Distributed, communication-efficient, and differentially private estimation of KL divergence
Mary Scott, Sayan Biswas, Graham Cormode, Carsten Maple
TL;DR
This paper addresses measuring distribution drift in privacy-sensitive federated data by estimating the KL divergence $D_{KL}(\\Pi \\| P)$ between a reference distribution and a private data distribution. It introduces PRIEST-KLD, a family of three DP-enabled estimators that trade off trust, communication, and accuracy across Fully Trusted, TAgg, and Fully Distributed models, using Monte Carlo subsampling and secure aggregation. The estimators are shown to be unbiased in the Trusted and TAgg models, with DP noise added to guarantee $(\\varepsilon,\\delta)$-DP, while the Dist model relies on local DP noise and yields a non-unbiased estimator but strong privacy and low communication. Empirical results on FEMNIST demonstrate that the Dist model often achieves the best privacy-utility trade-off, guiding parameter choices such as the noise level via $\\varepsilon$, the sampling rate via $|C_t|$, and the variance-control parameter via $\\lambda$ for practical deployment.
Abstract
A key task in managing distributed, sensitive data is to measure the extent to which a distribution changes. Understanding this drift can effectively support a variety of federated learning and analytics tasks. However, in many practical settings sharing such information can be undesirable (e.g., for privacy concerns) or infeasible (e.g., for high communication costs). In this work, we describe novel algorithmic approaches for estimating the KL divergence of data across federated models of computation, under differential privacy.

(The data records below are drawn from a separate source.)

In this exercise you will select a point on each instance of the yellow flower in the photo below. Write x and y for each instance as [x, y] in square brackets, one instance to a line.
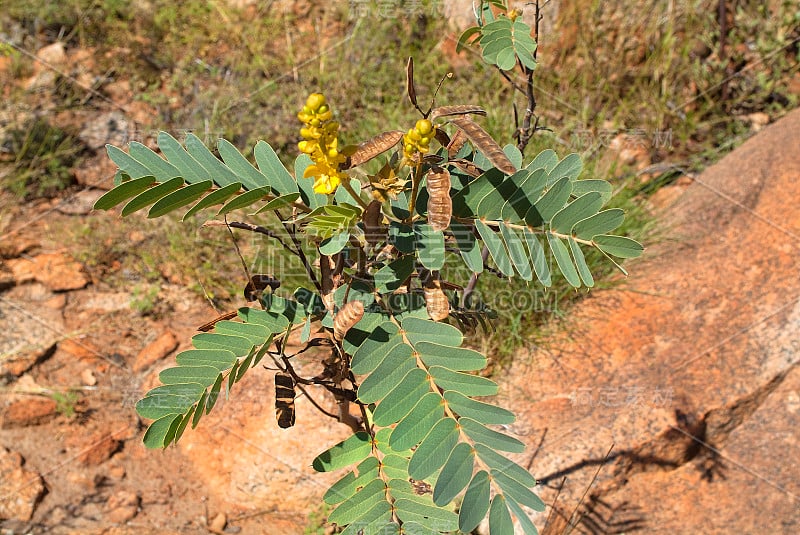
[321, 142]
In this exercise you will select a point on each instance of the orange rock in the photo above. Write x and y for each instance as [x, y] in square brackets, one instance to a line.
[155, 351]
[29, 411]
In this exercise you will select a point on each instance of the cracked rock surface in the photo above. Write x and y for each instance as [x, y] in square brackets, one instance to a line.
[688, 369]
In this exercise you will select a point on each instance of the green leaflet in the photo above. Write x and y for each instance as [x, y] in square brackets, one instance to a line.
[477, 410]
[151, 195]
[397, 363]
[158, 166]
[600, 223]
[434, 449]
[191, 170]
[245, 173]
[430, 247]
[356, 506]
[413, 428]
[179, 198]
[496, 248]
[475, 503]
[549, 203]
[220, 172]
[379, 343]
[517, 252]
[402, 237]
[467, 246]
[402, 398]
[455, 474]
[500, 522]
[453, 358]
[580, 261]
[239, 345]
[271, 167]
[561, 254]
[425, 515]
[216, 197]
[465, 383]
[390, 277]
[350, 451]
[244, 200]
[350, 483]
[527, 526]
[584, 206]
[124, 191]
[334, 244]
[205, 375]
[618, 246]
[538, 258]
[502, 464]
[156, 434]
[517, 491]
[489, 437]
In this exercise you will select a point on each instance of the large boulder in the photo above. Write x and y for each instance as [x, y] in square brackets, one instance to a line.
[688, 369]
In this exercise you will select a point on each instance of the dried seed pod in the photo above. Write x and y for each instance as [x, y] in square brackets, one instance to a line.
[374, 147]
[440, 206]
[350, 314]
[485, 143]
[284, 399]
[436, 302]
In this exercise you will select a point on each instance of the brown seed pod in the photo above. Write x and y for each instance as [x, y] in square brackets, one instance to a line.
[284, 399]
[456, 142]
[436, 302]
[350, 314]
[374, 147]
[461, 109]
[484, 142]
[440, 206]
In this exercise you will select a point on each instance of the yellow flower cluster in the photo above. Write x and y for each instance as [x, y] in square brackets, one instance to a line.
[321, 142]
[417, 141]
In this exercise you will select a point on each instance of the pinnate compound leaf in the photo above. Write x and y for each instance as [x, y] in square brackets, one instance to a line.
[517, 491]
[580, 261]
[600, 223]
[524, 520]
[561, 254]
[402, 398]
[156, 434]
[434, 449]
[475, 503]
[397, 363]
[618, 246]
[425, 515]
[500, 522]
[465, 383]
[271, 167]
[390, 277]
[204, 375]
[239, 345]
[179, 198]
[502, 464]
[419, 330]
[413, 428]
[478, 410]
[123, 192]
[212, 199]
[489, 437]
[151, 195]
[454, 358]
[354, 449]
[455, 474]
[359, 504]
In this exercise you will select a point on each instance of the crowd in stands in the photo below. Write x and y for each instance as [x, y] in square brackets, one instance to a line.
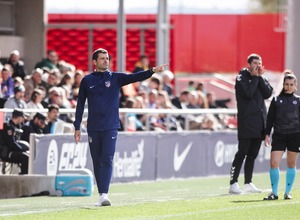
[54, 85]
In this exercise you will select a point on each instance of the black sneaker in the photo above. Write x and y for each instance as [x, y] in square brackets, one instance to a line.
[287, 196]
[271, 196]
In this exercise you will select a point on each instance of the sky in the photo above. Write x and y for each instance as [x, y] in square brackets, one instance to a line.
[147, 6]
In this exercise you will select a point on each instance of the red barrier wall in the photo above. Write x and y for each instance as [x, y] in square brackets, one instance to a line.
[198, 43]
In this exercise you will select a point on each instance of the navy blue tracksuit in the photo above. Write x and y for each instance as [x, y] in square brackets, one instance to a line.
[102, 89]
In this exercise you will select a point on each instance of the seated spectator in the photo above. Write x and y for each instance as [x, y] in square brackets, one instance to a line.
[57, 96]
[65, 67]
[142, 64]
[33, 82]
[17, 101]
[50, 61]
[181, 102]
[18, 81]
[13, 149]
[1, 65]
[164, 121]
[7, 83]
[200, 87]
[66, 84]
[168, 76]
[52, 118]
[52, 80]
[202, 100]
[17, 64]
[36, 100]
[76, 84]
[36, 126]
[133, 123]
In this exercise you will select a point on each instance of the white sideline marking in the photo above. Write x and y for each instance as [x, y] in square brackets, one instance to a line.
[218, 210]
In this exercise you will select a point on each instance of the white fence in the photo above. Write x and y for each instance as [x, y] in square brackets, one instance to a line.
[185, 113]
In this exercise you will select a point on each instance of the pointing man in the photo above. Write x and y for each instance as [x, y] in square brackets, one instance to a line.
[102, 88]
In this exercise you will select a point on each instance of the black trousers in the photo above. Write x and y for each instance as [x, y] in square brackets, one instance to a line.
[248, 148]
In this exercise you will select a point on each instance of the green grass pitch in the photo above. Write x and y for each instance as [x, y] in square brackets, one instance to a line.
[193, 198]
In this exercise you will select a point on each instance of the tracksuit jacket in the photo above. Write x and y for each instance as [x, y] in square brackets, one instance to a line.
[251, 92]
[284, 114]
[102, 90]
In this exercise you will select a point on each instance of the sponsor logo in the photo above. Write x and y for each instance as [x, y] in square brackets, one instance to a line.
[180, 158]
[129, 164]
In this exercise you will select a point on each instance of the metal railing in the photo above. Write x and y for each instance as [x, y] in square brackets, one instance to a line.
[126, 111]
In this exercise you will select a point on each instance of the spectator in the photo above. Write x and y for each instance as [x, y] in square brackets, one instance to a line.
[191, 86]
[52, 119]
[13, 149]
[202, 101]
[1, 65]
[76, 84]
[168, 76]
[65, 67]
[155, 83]
[18, 81]
[7, 83]
[142, 64]
[52, 80]
[211, 100]
[17, 64]
[181, 102]
[33, 82]
[252, 88]
[200, 87]
[66, 84]
[36, 126]
[17, 101]
[50, 62]
[163, 121]
[36, 100]
[133, 123]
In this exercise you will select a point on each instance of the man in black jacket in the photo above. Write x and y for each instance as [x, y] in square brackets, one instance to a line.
[12, 148]
[252, 88]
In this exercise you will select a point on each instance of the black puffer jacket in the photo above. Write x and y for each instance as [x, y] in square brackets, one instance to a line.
[251, 92]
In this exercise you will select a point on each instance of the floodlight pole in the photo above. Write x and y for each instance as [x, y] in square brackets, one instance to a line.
[292, 46]
[162, 33]
[121, 38]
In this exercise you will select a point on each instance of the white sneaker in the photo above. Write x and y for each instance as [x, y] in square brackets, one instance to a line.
[235, 189]
[103, 201]
[251, 188]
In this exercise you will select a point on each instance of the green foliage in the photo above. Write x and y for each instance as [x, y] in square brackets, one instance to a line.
[267, 6]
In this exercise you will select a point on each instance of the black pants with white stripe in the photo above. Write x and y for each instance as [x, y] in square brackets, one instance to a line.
[247, 148]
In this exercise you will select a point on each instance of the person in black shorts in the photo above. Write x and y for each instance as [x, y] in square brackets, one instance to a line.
[284, 117]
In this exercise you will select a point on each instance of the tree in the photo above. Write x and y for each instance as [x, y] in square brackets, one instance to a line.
[268, 6]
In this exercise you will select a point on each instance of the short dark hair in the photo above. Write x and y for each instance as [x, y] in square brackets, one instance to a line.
[96, 52]
[53, 106]
[252, 57]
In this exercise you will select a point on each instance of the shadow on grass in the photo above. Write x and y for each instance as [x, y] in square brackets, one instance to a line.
[246, 201]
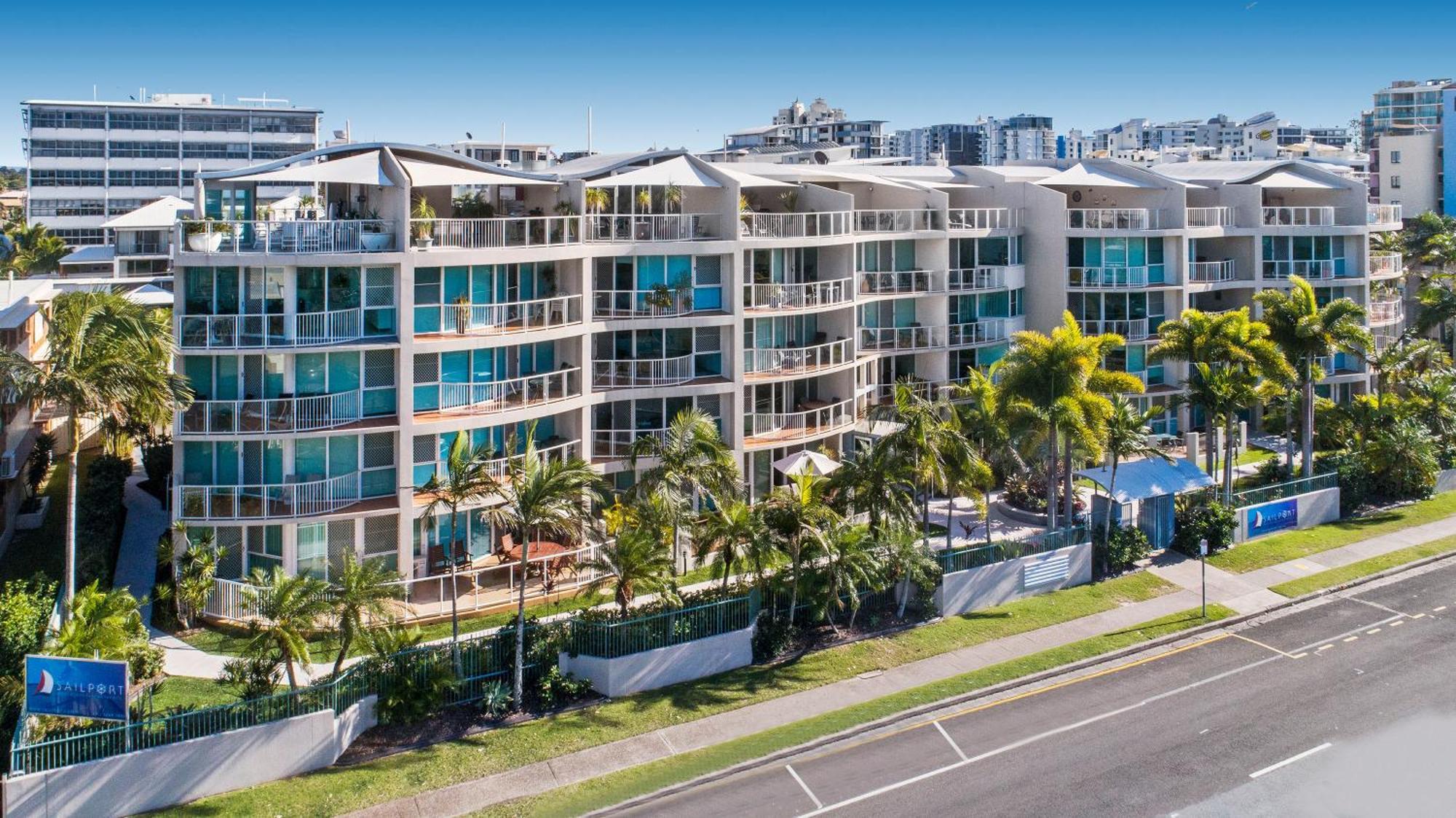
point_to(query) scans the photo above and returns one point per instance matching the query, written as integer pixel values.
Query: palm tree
(362, 593)
(468, 481)
(1305, 331)
(634, 564)
(1059, 384)
(289, 611)
(106, 356)
(545, 497)
(692, 462)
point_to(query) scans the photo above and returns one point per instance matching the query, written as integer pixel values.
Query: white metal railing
(901, 282)
(618, 443)
(1113, 219)
(652, 228)
(251, 331)
(896, 221)
(269, 501)
(799, 359)
(797, 296)
(1107, 277)
(968, 279)
(272, 416)
(1384, 215)
(796, 225)
(640, 303)
(1313, 270)
(1211, 218)
(643, 372)
(509, 318)
(1299, 216)
(982, 331)
(493, 234)
(513, 394)
(902, 338)
(984, 219)
(1211, 271)
(283, 238)
(1385, 266)
(772, 429)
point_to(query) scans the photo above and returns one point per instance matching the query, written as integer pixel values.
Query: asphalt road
(1342, 708)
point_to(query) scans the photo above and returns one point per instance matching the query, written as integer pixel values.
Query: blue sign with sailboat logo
(65, 686)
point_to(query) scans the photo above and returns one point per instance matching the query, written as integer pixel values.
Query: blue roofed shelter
(1145, 493)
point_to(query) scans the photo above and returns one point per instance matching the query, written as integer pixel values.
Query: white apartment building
(88, 162)
(337, 360)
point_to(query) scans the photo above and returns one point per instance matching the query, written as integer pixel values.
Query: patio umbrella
(806, 464)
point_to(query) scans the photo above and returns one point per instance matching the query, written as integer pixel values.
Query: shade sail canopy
(1150, 478)
(676, 171)
(357, 170)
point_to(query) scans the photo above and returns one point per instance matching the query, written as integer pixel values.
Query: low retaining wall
(1001, 583)
(1299, 512)
(178, 774)
(650, 670)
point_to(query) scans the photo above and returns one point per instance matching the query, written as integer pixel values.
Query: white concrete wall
(178, 774)
(997, 584)
(665, 666)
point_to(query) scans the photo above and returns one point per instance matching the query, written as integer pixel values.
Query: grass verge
(634, 782)
(1294, 545)
(1364, 568)
(343, 790)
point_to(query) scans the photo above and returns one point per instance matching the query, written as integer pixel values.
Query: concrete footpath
(1247, 593)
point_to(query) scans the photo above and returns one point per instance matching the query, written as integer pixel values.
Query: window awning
(1150, 478)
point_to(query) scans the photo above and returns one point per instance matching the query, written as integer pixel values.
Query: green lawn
(617, 788)
(344, 790)
(1294, 545)
(1364, 568)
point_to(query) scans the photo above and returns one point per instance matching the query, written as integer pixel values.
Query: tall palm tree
(1305, 331)
(289, 611)
(545, 497)
(634, 564)
(468, 481)
(362, 593)
(104, 357)
(1059, 382)
(692, 462)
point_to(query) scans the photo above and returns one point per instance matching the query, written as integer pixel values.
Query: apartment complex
(336, 362)
(88, 162)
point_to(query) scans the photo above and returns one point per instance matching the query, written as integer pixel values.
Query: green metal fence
(1001, 551)
(1281, 491)
(612, 640)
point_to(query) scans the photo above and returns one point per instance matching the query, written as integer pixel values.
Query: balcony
(799, 296)
(289, 238)
(636, 373)
(1211, 273)
(898, 221)
(272, 331)
(1211, 218)
(901, 283)
(272, 416)
(796, 225)
(797, 360)
(902, 338)
(490, 398)
(1113, 219)
(1299, 216)
(1107, 277)
(984, 219)
(496, 234)
(622, 228)
(778, 429)
(499, 319)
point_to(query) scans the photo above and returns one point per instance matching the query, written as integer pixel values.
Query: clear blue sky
(684, 75)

We analyze their theoretical properties and present an empirical study of their performance. We explore parameter settings that optimize the accuracy of the algorithm catering to each of the settings; these provide sub-variations that are applicable to real-world tasks, addressing different context- and application-specific trust level requirements. Our experimental results confirm that our private estimators achieve accuracy comparable to a baseline algorithm without differential privacy guarantees.